One year of war in Tigray: blockade, famine and counter-offensive

English translation of an article published on INFO (French):

Daniel Fontaine | 2/11/2021

A year after the outbreak of war in Tigray, fear seems to have changed sides. Tigrayan fighters have regained control of most of their region and are now advancing to the south, and to the Ethiopian capital Addis Ababa.

On November 4, 2020, the Ethiopian army launched an assault on the Tigray region. The aim was to arrest the leaders of the TPLF, the Tigray People’s Liberation Front, who rejected the authority of the federal government. The operation was carried out with the support of Eritrea, at the cost of massacres and abuses.

But since then, the TPLF has reorganized militarily and launched a counter-offensive. In June, Tigrayan fighters regained control of Mekele, the regional capital. In recent days, they have continued their advance out of Tigray.

The war followed from Liège

These events are closely followed from Liège by Dr. André Crismer. He worked in Ethiopia 30 years ago for Médecins Sans Frontières and fell in love with the region. With his NGO Tesfay, he extends his action on behalf of Tigray. He is in constant contact with a network of Tigrayans, both locally and abroad.

“There is much more motivation on the Tigrayan side than on the government side. They are fighting for their freedom, their autonomy, their survival.”

His interlocutors say they are relieved by the “liberation”  of Tigray in June. “From December to June, we only talked about daily massacres, rapes,” explains André Crismer. They feared for their family members. Young people I know have joined the Tigrayan forces: they prefer to go and fight to change the situation rather than wait.”

This fighting mobilization among the population would have made the difference: “There is much more motivation on the Tigrayan side than on the government side. They are fighting for their freedom, their autonomy, their survival,” notes the Belgian doctor.

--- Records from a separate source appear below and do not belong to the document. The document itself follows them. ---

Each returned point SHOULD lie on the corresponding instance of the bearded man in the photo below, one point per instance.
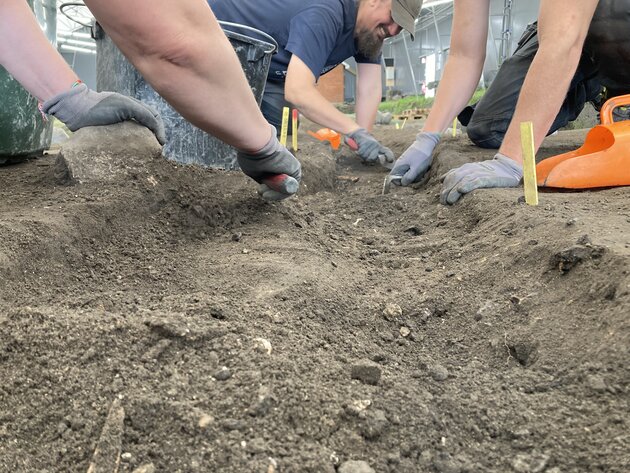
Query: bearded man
(315, 36)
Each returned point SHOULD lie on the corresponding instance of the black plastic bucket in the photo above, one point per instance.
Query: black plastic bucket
(185, 142)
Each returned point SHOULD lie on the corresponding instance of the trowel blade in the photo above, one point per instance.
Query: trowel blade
(387, 184)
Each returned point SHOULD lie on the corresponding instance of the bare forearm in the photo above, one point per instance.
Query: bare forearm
(542, 95)
(319, 110)
(562, 28)
(183, 53)
(460, 79)
(366, 107)
(28, 56)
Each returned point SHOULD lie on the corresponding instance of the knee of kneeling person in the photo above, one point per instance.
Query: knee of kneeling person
(484, 134)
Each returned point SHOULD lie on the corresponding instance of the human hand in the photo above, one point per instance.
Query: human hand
(416, 160)
(368, 148)
(498, 172)
(80, 106)
(274, 168)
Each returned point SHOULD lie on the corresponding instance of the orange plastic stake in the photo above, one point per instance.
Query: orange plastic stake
(602, 161)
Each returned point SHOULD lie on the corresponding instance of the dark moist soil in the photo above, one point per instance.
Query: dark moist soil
(242, 336)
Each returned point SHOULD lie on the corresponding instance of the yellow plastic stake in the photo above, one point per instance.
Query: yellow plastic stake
(285, 126)
(529, 163)
(294, 129)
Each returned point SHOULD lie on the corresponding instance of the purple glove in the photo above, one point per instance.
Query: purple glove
(79, 107)
(498, 172)
(368, 148)
(274, 168)
(416, 160)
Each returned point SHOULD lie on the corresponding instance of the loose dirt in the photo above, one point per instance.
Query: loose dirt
(329, 332)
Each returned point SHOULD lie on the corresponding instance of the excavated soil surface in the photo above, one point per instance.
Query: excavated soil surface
(338, 326)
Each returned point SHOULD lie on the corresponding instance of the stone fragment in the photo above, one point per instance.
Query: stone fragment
(367, 372)
(356, 466)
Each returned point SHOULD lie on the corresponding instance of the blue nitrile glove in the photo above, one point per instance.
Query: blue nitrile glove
(416, 160)
(274, 168)
(79, 107)
(498, 172)
(368, 148)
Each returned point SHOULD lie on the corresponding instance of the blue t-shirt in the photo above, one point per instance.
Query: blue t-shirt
(319, 32)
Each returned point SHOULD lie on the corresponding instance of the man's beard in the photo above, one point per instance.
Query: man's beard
(368, 44)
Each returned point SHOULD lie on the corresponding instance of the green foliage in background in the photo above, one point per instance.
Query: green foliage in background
(413, 101)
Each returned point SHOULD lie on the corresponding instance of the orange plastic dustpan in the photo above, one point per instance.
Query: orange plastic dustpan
(602, 161)
(326, 134)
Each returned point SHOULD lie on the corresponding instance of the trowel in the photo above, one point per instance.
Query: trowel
(389, 180)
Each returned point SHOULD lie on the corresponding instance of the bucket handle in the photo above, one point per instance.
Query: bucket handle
(610, 105)
(272, 42)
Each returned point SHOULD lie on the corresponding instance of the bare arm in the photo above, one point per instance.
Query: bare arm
(28, 56)
(562, 29)
(182, 52)
(464, 65)
(369, 92)
(301, 91)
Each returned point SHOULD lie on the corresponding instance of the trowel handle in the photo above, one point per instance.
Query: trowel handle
(282, 183)
(354, 146)
(610, 106)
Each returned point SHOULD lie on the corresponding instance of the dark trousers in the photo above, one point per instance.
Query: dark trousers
(488, 120)
(273, 102)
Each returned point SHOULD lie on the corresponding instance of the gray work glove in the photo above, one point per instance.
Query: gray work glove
(79, 107)
(369, 149)
(498, 172)
(416, 160)
(274, 168)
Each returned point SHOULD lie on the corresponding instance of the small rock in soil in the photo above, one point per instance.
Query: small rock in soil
(262, 405)
(146, 468)
(525, 352)
(233, 424)
(414, 230)
(596, 383)
(367, 372)
(438, 372)
(486, 309)
(223, 374)
(354, 466)
(444, 463)
(530, 463)
(392, 311)
(205, 421)
(375, 424)
(387, 337)
(567, 259)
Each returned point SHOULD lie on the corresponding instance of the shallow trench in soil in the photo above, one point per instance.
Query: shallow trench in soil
(233, 335)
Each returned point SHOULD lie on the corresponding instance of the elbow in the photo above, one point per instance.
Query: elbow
(566, 50)
(159, 57)
(294, 94)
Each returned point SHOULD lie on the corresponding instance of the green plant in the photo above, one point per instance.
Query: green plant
(418, 101)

Yet the situation remains alarming. With the exception of one or another front line, fighting has ceased inside Tigray. But the region is under a severe blockade.

Communications cut off

Even information is difficult to obtain, as communications are cut off. “We have some contacts with people who are hiding in Addis Ababa and others who have gone abroad,” explains André Crismer. From far and wide, we have a brief contact with people who are in Tigray. It is not possible to call from Mekele. Some young people travel 50 kilometers to the south, climb a mountain, and there they pick up the network to communicate or send a message.”

“Tigray is under total blockade,” the doctor continues. “The price of food has been multiplied by 10, while people have no income: teachers, nurses, civil servants are no longer paid.”

500 to 1500 starvation deaths per day

In their contacts with the outside, the inhabitants keep a certain modesty about their daily difficulties: “People say that food is lacking, but that they manage to cope. It is in Ethiopian culture not to announce bad news over the phone. Some estimates suggest 500 to 1500 starvation deaths per day in Tigray! It would take 100 trucks of humanitarian aid a day, but there are only 100 a month.”

The blockade and famine are of course the result of a year of war. “The Ethiopian and Eritrean armies hit the population to demoralize the Tigrayan fighting forces. Farmers were prevented from working. Their herds have been looted, whereas traditionally oxen are used to plough. Many peasants could not prepare the land.” This shortfall adds to an agricultural situation already critical from the beginning of the war due to a year of drought and an invasion of locusts.

No peace process

Only negotiations would make it possible to put an end to the blockade and the ongoing fighting on the borders of Tigray. But no peace process is emerging. “The Prime Minister has lost all credibility,” notes André Crismer. “My Tigrayan contacts tell me that it is impossible to discuss with Abiy Ahmed: he is not reliable, he has said everything and its opposite for a year. Yet, sooner or later, we will get there. Even if the Tigrayans win a military victory, they will have to negotiate. The alternative is a war that will drag on.”